True Believer: The Rise and Fall of Stan Lee
- Author: Josephine Riesman
- Language: English
- Published: 2021
- Publisher: Penguin Random House
- Publication place: United States
- Media type: Print
- Pages: 416
- ISBN: 978-0-593-13571-6

= True Believer: The Rise and Fall of Stan Lee =

2021 biography of Stan Lee written by Josephine Riesman

True Believer: The Rise and Fall of Stan Lee is a biography of Stan Lee written by Josephine Riesman.

== Content ==
Lee, who died in 2018, was a comic book writer, editor, and publisher. Riesman, a comic book fan, had previously written a number of articles about comic books for Vulture.com, and her profile of Lee went viral. The article concerning, in part, the degree of input Lee had in the creation of Marvel Comics superheroes during the Silver Age of Comic Books.

True Believer was written as a followup and is a full biography of Lee's life. For the biography, Riesman interviewed Lee's surviving family members, former coworkers and business partners, and assistants who worked with his collaborators. Riesman said the book was not intended to be a hatchet job but instead examines controversies in the comic book business, many of which have no proof either way, such as who created which characters. This is partly because the history of early comic book companies was not preserved, and partly because the Marvel Method of comic book creation left authorship murky.

== Reception ==
===Media interest===
Publishers Weekly called it a "detailed, clear-eyed examination" of interest to general audiences. Stephanie Burt of The New Yorker described it as a künstlerroman that tackles a story that has become increasingly relevant to mainstream audiences who are not comics fans because of the billions of dollars involved in the Marvel Cinematic Universe. Andy Lewis of the Los Angeles Times said it is "a well-researched, engrossing and compulsively readable book" but felt it focuses too much on scandalmongering and criticizing Lee. Writing for USA Today, Barbara VanDenburgh said that the book "doesn't read like a takedown" and is an "absorbing read" even for non-comics fans. Mike Avila of IGN wrote that it "offers an illuminating and often harsh look" at Lee, and Glen David Gold of The Washington Post called it an "excellent dig below the geniality that shows casual fans who he really was". Jillian Steinhauer wrote in The New Republic that the book is "well-researched and thorough" but "feels like it's missing an emotional core".
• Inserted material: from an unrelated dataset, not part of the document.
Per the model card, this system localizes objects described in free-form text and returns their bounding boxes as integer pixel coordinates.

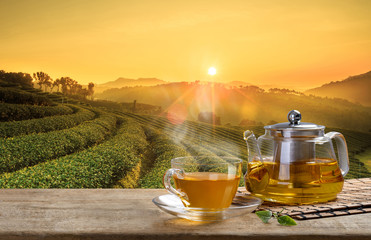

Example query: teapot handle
[325,132,349,177]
===Response by Roy Thomas===
Roy Thomas, a former editor-in-chief at Marvel and protégé of Lee, commented on the biography in an opinion piece. Thomas described it as "95% true", but containing lies of omission. He cited the existence of partial outlines written by Lee, for Fantastic Four #1 and #8, respectively, which go over the plot-lines for the stories in some detail. (Thomas dismissed the idea that Lee might have written the outlines after rather than before the publication of the stories, in order to claim false credit.) Thomas also faulted Riesman for taking Kirby's statement at face value but not Lee's. Thomas considered the flaws, together, rendered the book untrustworthy. Thomas published a revised and expanded critique in issue #171 of Alter Ego, a publication which Thomas edits. Here, Thomas went into more detail regarding the biography's perceived inaccuracies.